そもそも地酒とはどのようなお酒のことを指すのでしょうか。宮城県における地酒の特徴とともに説明します。
特定の地域ごとに生まれた日本酒をその名の通り「地酒」といいます。その土地の文化に合わせ、その土地で育った米や水を用いて、その土地の蔵元で造られるため、銘柄ごとに個性豊かなお酒となります。デジタル大辞泉によると、昔からの産地であった兵庫県の灘や京都の伏見を除いた地方の日本酒を指して地酒と称されます。
宮城県における季節の特徴として、夏は「やませ」と呼ばれる湿った冷たい東風が吹く影響で、太平洋沿岸が日本海側に比べて低温となる傾向にあります。そして冬は北西から吹く季節風の影響で、日本海側では豪雪となりますが、太平洋側では乾燥した晴天が続き、積雪は多くありません。山間部に降り積もった雪は、ミネラル豊富で良質な雪解け水として豊富に海へと流れ込みます。それは酒造りには欠かすことのできない軟水であり、口当たりがまろやかな地酒へと生まれ変わります。
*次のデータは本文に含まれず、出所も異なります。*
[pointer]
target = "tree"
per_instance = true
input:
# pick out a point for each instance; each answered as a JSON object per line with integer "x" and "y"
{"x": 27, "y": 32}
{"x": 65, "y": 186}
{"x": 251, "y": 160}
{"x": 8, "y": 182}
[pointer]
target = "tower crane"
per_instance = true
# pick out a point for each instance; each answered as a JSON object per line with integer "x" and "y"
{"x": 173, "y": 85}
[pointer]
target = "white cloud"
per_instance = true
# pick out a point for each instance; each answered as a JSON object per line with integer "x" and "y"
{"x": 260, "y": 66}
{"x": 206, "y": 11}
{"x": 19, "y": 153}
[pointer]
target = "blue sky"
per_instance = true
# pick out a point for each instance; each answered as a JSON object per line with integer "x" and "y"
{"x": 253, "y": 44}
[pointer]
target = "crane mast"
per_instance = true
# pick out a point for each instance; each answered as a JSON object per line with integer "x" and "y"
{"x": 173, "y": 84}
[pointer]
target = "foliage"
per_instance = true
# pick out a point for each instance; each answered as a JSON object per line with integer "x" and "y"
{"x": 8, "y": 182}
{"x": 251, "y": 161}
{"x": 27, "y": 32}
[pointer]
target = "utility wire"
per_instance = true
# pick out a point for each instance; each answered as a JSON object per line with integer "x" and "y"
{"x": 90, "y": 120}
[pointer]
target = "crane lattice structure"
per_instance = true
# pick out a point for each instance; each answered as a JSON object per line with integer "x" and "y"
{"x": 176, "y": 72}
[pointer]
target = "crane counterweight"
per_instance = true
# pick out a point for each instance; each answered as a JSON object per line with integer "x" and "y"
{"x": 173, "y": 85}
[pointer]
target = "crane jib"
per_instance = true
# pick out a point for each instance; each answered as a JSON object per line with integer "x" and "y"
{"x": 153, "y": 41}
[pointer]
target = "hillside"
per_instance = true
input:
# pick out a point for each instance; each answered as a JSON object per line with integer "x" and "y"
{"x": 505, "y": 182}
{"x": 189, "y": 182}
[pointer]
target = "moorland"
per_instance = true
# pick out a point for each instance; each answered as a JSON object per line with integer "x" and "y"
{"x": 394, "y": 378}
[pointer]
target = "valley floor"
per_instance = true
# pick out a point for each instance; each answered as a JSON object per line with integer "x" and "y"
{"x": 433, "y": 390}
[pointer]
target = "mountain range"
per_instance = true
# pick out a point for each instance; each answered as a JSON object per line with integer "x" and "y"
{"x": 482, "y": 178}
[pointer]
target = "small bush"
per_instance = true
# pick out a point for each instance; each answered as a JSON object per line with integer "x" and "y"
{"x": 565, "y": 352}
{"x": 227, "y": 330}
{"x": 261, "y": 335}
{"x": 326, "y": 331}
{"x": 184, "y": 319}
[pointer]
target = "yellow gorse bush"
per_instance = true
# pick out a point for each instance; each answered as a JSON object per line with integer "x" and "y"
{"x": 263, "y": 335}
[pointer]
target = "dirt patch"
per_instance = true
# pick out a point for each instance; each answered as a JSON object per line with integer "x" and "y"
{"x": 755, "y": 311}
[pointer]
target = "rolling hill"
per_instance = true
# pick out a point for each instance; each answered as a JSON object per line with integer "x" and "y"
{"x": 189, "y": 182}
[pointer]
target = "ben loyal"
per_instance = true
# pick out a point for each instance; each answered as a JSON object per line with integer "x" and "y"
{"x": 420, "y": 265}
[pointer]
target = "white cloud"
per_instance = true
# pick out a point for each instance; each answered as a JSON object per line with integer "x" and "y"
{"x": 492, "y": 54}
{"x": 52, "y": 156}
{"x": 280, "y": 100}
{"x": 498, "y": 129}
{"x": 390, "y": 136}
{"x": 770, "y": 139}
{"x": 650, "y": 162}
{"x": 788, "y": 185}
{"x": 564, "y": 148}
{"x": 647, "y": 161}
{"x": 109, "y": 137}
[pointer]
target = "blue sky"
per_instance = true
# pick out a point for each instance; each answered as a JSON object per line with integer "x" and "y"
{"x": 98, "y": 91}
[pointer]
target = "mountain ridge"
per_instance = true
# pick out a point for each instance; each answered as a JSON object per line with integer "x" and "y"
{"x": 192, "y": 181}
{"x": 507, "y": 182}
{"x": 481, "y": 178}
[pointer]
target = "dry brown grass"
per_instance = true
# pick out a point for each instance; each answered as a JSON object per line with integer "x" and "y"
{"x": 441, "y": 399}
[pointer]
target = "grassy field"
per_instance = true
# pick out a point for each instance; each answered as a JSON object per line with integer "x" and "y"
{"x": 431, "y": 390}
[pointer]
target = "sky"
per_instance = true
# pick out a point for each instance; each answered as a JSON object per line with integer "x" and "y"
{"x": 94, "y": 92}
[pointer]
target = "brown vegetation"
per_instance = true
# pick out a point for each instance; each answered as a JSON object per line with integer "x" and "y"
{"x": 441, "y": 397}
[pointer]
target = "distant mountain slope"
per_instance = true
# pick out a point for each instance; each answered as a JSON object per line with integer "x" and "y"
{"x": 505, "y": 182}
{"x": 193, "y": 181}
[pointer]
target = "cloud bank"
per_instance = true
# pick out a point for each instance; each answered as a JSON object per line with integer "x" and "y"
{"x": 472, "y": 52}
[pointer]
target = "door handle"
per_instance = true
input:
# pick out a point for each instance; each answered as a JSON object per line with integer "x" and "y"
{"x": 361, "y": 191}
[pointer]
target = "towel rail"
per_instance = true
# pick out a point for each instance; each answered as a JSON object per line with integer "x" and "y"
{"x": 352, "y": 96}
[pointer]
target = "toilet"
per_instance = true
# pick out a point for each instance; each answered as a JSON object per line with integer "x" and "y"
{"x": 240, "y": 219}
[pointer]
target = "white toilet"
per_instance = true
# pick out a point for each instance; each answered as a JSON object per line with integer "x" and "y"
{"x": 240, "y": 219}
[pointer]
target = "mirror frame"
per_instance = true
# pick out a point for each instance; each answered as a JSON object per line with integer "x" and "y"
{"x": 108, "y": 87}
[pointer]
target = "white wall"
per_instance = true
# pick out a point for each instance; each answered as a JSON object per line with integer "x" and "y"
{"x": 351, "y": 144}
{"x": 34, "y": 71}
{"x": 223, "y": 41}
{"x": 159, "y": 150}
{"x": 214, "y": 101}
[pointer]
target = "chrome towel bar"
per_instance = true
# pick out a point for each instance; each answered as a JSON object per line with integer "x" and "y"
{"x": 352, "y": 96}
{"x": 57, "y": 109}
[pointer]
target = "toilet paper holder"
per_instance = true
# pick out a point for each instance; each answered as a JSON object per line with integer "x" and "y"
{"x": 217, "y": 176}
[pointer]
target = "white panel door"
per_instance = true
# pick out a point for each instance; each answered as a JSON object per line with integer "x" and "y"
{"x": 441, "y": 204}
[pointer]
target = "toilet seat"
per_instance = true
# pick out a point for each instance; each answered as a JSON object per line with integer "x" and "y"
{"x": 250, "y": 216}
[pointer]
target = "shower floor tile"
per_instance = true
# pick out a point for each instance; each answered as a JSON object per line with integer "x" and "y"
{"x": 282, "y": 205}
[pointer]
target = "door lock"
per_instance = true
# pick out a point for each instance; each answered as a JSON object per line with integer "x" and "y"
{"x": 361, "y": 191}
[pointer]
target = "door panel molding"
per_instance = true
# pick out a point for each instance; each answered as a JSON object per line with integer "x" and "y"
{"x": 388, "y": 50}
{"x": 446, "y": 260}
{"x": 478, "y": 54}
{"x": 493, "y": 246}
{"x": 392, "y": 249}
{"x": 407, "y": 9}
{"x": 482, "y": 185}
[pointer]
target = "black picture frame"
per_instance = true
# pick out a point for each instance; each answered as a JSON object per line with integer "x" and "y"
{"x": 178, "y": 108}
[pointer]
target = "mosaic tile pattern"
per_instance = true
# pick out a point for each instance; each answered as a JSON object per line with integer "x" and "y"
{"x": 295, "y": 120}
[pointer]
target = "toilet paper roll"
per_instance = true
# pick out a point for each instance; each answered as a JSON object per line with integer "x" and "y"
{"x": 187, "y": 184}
昼間は日光が照ることで気温は上昇し、夜はとても涼しくなりますが、その寒暖の差が米作りには好条件となり、甘みの強い酒米を生み出しています。
宮城県における酒造りのルーツは江戸時代にまでさかのぼります。慶長9年(1604年)に、南部の亘理に住む武田源左衛門が、町酒屋として酒造を始めたことが最初となります。慶長13年(1608年)には、仙台藩の初代藩主である伊達政宗公により仙台藩の御用酒屋がスタートし、自らが縄張りとしたと伝えられています。政宗公は食通として知られていますが、特に酒をこよなく愛していたそうです。その後も時代を渡り、酒技術は磨かれ発展していきました。2011年の東日本大震災では、宮城県の酒蔵が大きな被害を受けましたが、国や県の支援により震災当時から現在に至るまで、1社も欠けることなく存続できています。
冒頭でもお話ししましたが、主原料である酒米によって地酒の出来は大きく異なります。ここではその酒米と歴史ある酒蔵について説明します。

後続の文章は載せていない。